(04 de Agosto de 2023, in diário “As Beiras”)
É que de coisas menores (?) se desimportam os consumidores… em prol dos fornecedores!
“Uma avaria no fecho das portas de um automóvel, uma deslocação à oficina, a reparação efectuada e a factura respectiva apresentada no acto.
Volvidos 7 meses, de novo a avaria no fecho das portas. Exactamente das portas que haviam sido reparadas. O regresso à oficina. A exigência de reparação. E, na recolha do veículo, nova factura. Cento e noventa euros.
O consumidor pagou. Mas ficou a ruminar na ideia. Então não era a mesma avaria? E estas reparações não têm garantia?”
É que a reparação
Também tem garantia
São 3 anos sem excepção,
Sem qualquer ‘amnistia’…
Perante a questão suscitada, convém consultar a Lei da Compra e Venda dos Bens de Consumo em que se regram os aspectos inerentes às garantias:
1. A Lei da Compra e Venda dos Bens de Consumo de 18 de Outubro de 2021, em que de novo se disciplina a garantia de coisas móveis e imóveis, diz de modo expresso na al. b) do n.º 1 do seu art.º 3.º:
“O presente [regime] aplica-se aos bens [reparados] no âmbito de um contrato de prestação de serviços”.

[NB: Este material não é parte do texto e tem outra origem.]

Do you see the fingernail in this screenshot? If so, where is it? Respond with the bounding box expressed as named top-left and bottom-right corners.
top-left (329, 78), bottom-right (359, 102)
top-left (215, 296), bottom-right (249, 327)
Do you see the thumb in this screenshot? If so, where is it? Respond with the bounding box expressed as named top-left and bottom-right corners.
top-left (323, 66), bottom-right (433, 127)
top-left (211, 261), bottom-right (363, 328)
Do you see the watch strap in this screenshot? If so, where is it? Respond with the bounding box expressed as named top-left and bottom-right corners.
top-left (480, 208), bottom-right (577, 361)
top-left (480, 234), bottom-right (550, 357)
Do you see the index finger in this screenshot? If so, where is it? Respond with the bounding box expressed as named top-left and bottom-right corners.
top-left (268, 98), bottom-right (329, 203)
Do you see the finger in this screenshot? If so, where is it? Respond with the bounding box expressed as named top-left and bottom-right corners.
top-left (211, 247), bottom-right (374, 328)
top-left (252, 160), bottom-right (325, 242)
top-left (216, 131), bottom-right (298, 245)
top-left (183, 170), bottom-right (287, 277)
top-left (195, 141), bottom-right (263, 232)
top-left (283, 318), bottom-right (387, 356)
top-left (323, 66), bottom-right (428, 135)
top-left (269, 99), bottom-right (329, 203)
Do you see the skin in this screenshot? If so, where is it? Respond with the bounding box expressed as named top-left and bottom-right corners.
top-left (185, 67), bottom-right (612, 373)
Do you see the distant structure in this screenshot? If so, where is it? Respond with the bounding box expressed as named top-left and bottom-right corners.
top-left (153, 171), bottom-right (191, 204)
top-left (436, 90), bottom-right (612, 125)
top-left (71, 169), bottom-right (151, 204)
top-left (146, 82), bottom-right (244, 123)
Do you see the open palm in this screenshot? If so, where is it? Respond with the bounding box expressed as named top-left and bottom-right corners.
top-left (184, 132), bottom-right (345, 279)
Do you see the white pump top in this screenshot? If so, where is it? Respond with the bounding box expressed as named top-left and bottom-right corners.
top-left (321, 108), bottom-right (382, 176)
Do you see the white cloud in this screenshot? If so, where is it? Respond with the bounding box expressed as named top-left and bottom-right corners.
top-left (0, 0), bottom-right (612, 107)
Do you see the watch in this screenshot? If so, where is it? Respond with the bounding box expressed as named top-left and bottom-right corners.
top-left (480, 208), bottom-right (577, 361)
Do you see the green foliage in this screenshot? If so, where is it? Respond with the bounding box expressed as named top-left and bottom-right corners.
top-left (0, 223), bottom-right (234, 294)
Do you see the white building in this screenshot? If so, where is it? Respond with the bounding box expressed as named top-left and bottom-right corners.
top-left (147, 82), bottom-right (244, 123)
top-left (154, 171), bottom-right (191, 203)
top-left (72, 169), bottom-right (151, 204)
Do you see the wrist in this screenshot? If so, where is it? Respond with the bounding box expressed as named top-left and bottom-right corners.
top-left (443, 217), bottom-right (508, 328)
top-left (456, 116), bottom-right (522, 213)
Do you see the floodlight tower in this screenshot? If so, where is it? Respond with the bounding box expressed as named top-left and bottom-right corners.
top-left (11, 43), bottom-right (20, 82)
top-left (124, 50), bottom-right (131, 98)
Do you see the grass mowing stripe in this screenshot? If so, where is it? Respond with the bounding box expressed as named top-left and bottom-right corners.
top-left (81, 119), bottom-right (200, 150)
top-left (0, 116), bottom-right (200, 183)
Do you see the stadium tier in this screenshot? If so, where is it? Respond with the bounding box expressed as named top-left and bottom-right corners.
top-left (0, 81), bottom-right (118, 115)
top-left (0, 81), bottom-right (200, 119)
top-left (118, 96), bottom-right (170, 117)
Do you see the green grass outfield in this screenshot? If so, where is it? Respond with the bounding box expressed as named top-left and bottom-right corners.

2. Ora, de harmonia com o n.º 1 do seu art.º 12.º, sob a epígrafe “responsabilidade do profissional em caso de [não] conformidade”, se prescreve que
“o profissional é responsável por qualquer [não] conformidade que se manifeste no prazo de três anos a contar da entrega do bem.”
3. Logo, consumidor, após a reparação beneficia de uma garantia de 3 anos sobre os pontos específicos objecto da intervenção do profissional, no caso da oficina.
4. Não terá, por conseguinte, de efectuar qualquer pagamento como se fosse uma nova e distinta reparação, quando, afinal, da mesma avaria se tratou.
5. A cobrança do montante a que se alude – 190 € - é susceptível de configurar um crime de especulação, previsto e punido pela Lei Penal do Consumo de 1984, no seu art.º 35.
6. A moldura penal da especulação comina com prisão e multa: prisão de seis meses a três anos e multa não inferior a 100 dias, sendo que cada um dos dias, no limite, pode atingir 500 €.
7. Até se acredita que seja por ignorância do responsável pela oficina que a factura do serviço prestado haja sido apresentada.
8. No entanto, a ignorância, neste passo não escusa.
9. Claro que há para aí umas ‘histórias’ mal contadas quando, em estudo recente, encomendado pela Direcção-Geral do Consumidor, se afirma que cerca de 90% dos agentes económicos conhecem os direitos dos consumidores. O que é redondamente falso porque a informação, nem sequer a mais elementar, como no caso, lhes chega… por incumprimento do Estado da sua missão de informar por mor do art.º 4.º da Lei 34/2004 e do art.º 50 do DL 84/2021!
EM CONCLUSÃO
a. A Lei da Compra e Venda de Bens de Consumo não se restringe simplesmente, como o nome sugere, à compra e venda, antes se aplica também à empreitada, a outras prestações de serviços e à locação de bens móveis e imóveis (DL 84/2021: art.º 3.º)
b. Aplica-se, por conseguinte a qualquer reparação de um bem móvel, como no caso (DL 84/2021: al. b) do n.º 1 do art.º 3.º)
c. O profissional é responsável por qualquer [não] conformidade que se manifeste no prazo de três anos a contar da entrega do bem, ou seja, uma qualquer reparação tem uma garantia de três anos (DL 84/2021: n.º 1 do art.º 12)
d. Pretendendo o profissional cobrar um serviço coberto pela garantia, comete, ao que parece, um crime de especulação (DL 28/84: art.º 35)
e. A moldura penal do crime de especulação é de prisão e multa: seis meses a três anos de prisão e multa não inferior a 100 dias (Dl28/84: idem).